Wellness programs are only effective if the employer can entice employees to participate. The Virginia Daily Press states that about 86 percent of U.S. employers provide wellness programs, but participation is usually lacking.
This obviously has employers concerned, since the benefits of an effective and comprehensive program can save on corporate healthcare costs. The question is: How do business owners generate significant employee participation?
Sentara Healthcare, building on an existing wellness program from its insurance company, designed Mission: Health. This program offers monetary incentives for specific participants who meet desired goals and has proven to be effective.
The plan’s structure consists of employees who are healthy or with low risk factors to be rewarded with a reduction in annual premiums. Program participants with two or more risk factors are eligible for the reward if they work to reduce cholesterol, blood pressure, or other. The strategies involved might be working with a health coach. Finally, those with particular chronic illnesses, such as coronary artery disease, diabetes, or being pregnant, could rack up extra rewards by working with disease managers. Those participants would need to be monitored for medication and medical check-ups. Employees actively participating in the latter group earned an extra $460 for the year.

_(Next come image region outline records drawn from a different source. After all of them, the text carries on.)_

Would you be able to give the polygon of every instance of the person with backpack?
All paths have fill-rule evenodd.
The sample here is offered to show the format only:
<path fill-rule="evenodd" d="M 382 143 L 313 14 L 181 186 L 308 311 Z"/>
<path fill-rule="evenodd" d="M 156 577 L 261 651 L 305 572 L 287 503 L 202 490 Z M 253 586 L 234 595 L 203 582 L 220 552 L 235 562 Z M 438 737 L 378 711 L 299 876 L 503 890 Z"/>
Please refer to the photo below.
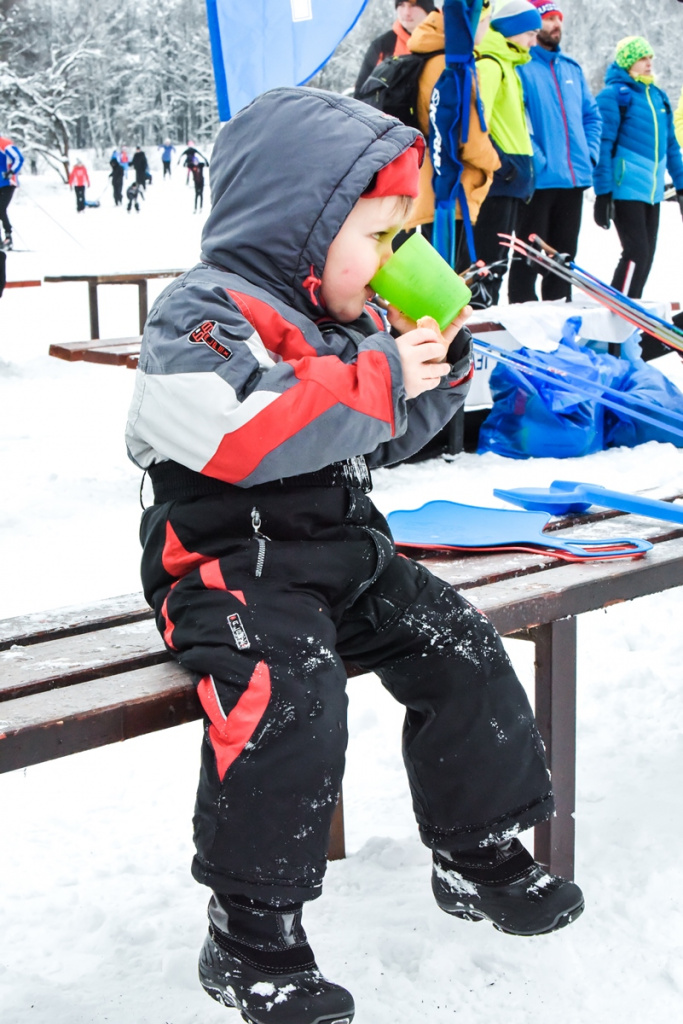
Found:
<path fill-rule="evenodd" d="M 88 171 L 82 160 L 77 160 L 69 175 L 69 187 L 76 193 L 76 212 L 85 210 L 85 189 L 90 186 Z"/>
<path fill-rule="evenodd" d="M 168 174 L 169 178 L 171 176 L 171 161 L 173 160 L 173 154 L 175 153 L 175 146 L 171 143 L 170 138 L 164 139 L 164 144 L 158 146 L 161 150 L 161 162 L 164 168 L 163 177 L 165 178 Z"/>
<path fill-rule="evenodd" d="M 599 227 L 614 221 L 622 255 L 611 284 L 634 299 L 652 267 L 667 171 L 683 210 L 683 157 L 669 97 L 654 84 L 653 56 L 642 36 L 622 39 L 597 97 L 602 141 L 593 216 Z"/>
<path fill-rule="evenodd" d="M 581 65 L 560 50 L 563 13 L 551 0 L 531 0 L 543 26 L 531 59 L 519 68 L 530 122 L 536 190 L 521 207 L 516 233 L 540 236 L 571 259 L 577 255 L 584 193 L 593 184 L 600 155 L 602 120 Z M 514 259 L 508 278 L 510 302 L 538 299 L 539 267 Z M 557 274 L 542 279 L 543 299 L 571 299 L 571 285 Z"/>
<path fill-rule="evenodd" d="M 178 163 L 180 163 L 181 160 L 183 162 L 182 166 L 187 168 L 185 184 L 189 184 L 189 176 L 193 173 L 191 167 L 193 164 L 195 163 L 195 160 L 203 160 L 205 165 L 209 163 L 204 154 L 200 153 L 200 151 L 197 148 L 191 139 L 187 142 L 187 148 L 183 150 L 180 156 L 178 157 Z"/>
<path fill-rule="evenodd" d="M 514 232 L 522 205 L 533 195 L 533 150 L 517 69 L 531 59 L 529 49 L 541 27 L 533 4 L 507 0 L 495 9 L 476 49 L 484 116 L 501 158 L 474 227 L 476 254 L 492 266 L 482 305 L 498 304 L 508 267 L 509 250 L 501 245 L 499 231 Z"/>
<path fill-rule="evenodd" d="M 195 163 L 189 168 L 190 174 L 193 176 L 193 181 L 195 182 L 195 213 L 198 210 L 204 209 L 204 168 L 206 164 L 203 164 L 201 160 L 195 158 Z"/>
<path fill-rule="evenodd" d="M 479 26 L 474 37 L 475 46 L 483 39 L 488 29 L 490 13 L 492 0 L 483 0 Z M 428 14 L 411 36 L 409 45 L 412 53 L 430 54 L 426 58 L 420 74 L 417 92 L 418 127 L 425 138 L 428 139 L 431 94 L 441 72 L 445 68 L 443 13 L 440 10 L 435 10 L 431 14 Z M 436 52 L 434 53 L 434 51 Z M 468 213 L 470 221 L 474 224 L 479 214 L 479 208 L 490 188 L 494 172 L 501 166 L 500 158 L 488 133 L 483 131 L 479 124 L 479 116 L 476 109 L 476 90 L 474 87 L 472 88 L 470 103 L 468 139 L 459 148 L 459 159 L 463 164 L 461 181 L 467 196 Z M 420 168 L 420 194 L 410 217 L 405 221 L 407 231 L 411 231 L 411 229 L 419 225 L 422 234 L 430 242 L 434 220 L 433 173 L 434 170 L 429 157 L 429 150 L 427 150 L 424 163 Z M 460 204 L 457 204 L 456 219 L 462 223 L 462 217 L 463 213 Z M 457 231 L 456 267 L 464 269 L 470 262 L 465 231 Z"/>
<path fill-rule="evenodd" d="M 427 14 L 436 10 L 432 0 L 394 0 L 394 7 L 396 8 L 396 20 L 388 32 L 373 39 L 366 50 L 355 81 L 353 95 L 356 99 L 364 98 L 360 95 L 360 90 L 378 63 L 381 63 L 386 57 L 400 57 L 411 52 L 408 44 L 412 33 L 421 22 L 424 22 Z"/>
<path fill-rule="evenodd" d="M 135 207 L 135 212 L 140 212 L 139 200 L 144 199 L 144 189 L 139 181 L 133 181 L 132 185 L 128 185 L 126 188 L 126 198 L 128 199 L 128 206 L 126 210 L 130 213 L 131 208 Z"/>
<path fill-rule="evenodd" d="M 12 201 L 16 189 L 17 174 L 24 166 L 24 156 L 10 138 L 0 136 L 0 223 L 5 231 L 4 241 L 0 246 L 12 248 L 12 225 L 7 216 L 7 207 Z"/>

The company realized that approximately one-fifth of its “employees accounted for 80 percent of the company's health-care costs.” With the program in place, an Optima Health report noted that Sentara saved $6 on healthcare costs for every $1 spent toward the health initiative. Thus far, this has ultimately saved the company $3.4 million as a direct result of the program.
"It was consistent with our organizational mission to improve health every day," explained Mike Taylor, senior vice president of human resources for Sentara. "We as an organization have to lead the way of how do you create a healthier workforce."